Last time I had to port something from ES to desktop OpenGL, I think it took half an hour. Maybe less. I don't think you should consider that a deal breaker. But if you just need something to offline render it, I think Cairo might be able to do it?
I have myself been keeping an eye open for good open source SVG rendering libraries, but have found none that works really well. (Any tips anyone might have are welcome).
Cairo has the primitives needed to render SVG, but I think it has no way of doing SVG filters like blur and so on. If you don't need that, it can probably be made to work. It won't be trivial, though. Cairo has no built in support for rendering an SVG. Inkscape (SVG editing program) has been struggling for years with attempting to convert their renderer to use Cairo instead. They still are not done.

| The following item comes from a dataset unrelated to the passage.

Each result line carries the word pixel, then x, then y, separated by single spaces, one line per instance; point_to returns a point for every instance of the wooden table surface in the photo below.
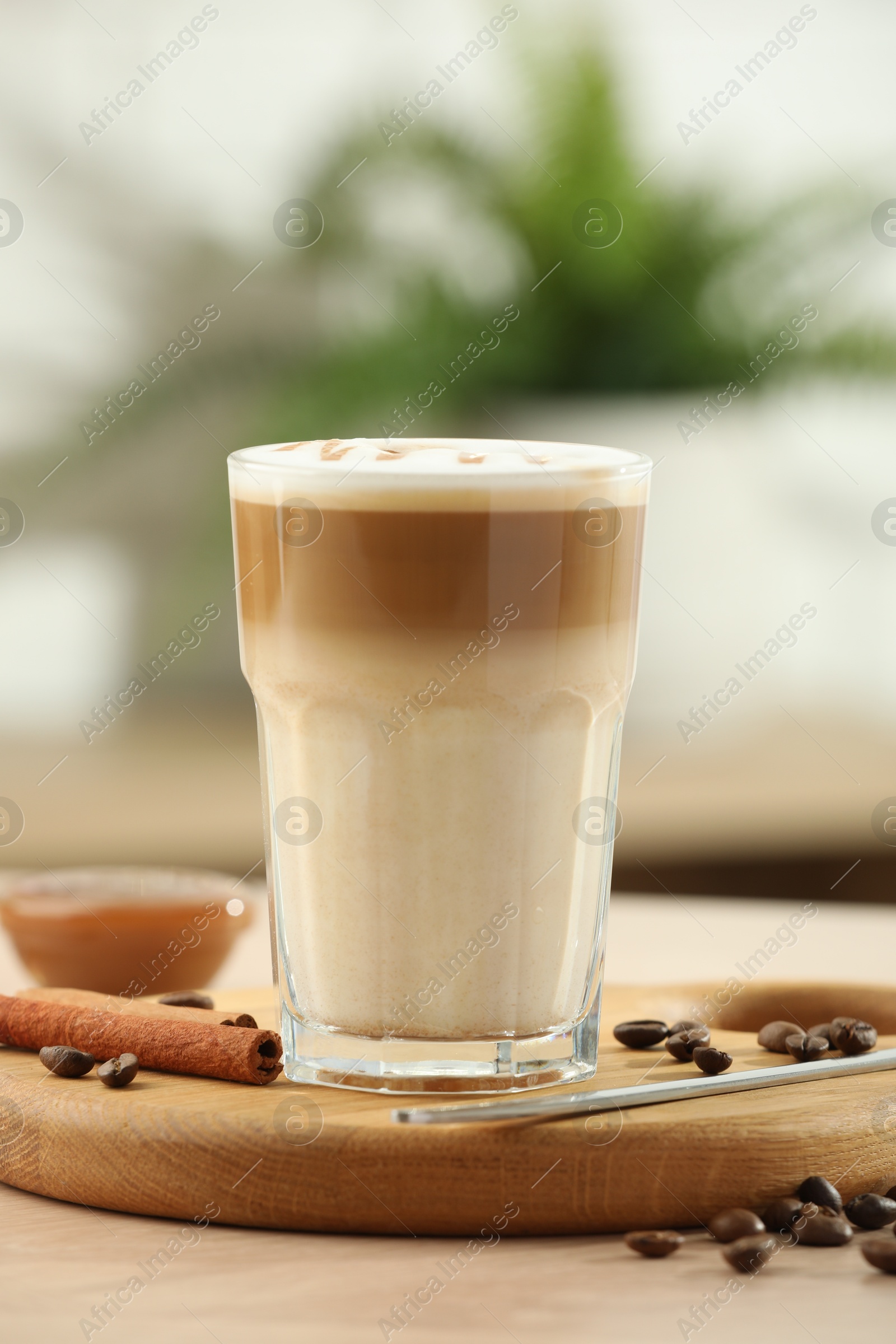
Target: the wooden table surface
pixel 61 1261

There exists a library built on top of Cairo called librsvg. I don't know how well it supports advanced features like filters, though. The problem with librsvg is that it isn't very standalone, it requires a lot of the base libraries for the GTK+ toolkit.
QT also has an SVG renderer. I tried it, and it doesn't support filters. It also isn't very standalone as it requires much of QT functionality.
The problem with making a decent SVG renderer seems to be text support. Most of the dependencies in librsvg and QTs implementation seem to be because of this.
My plan from the beginning was to have SVG as textures in a game, but after some research I just gave up and surrendered to use pixel graphics instead.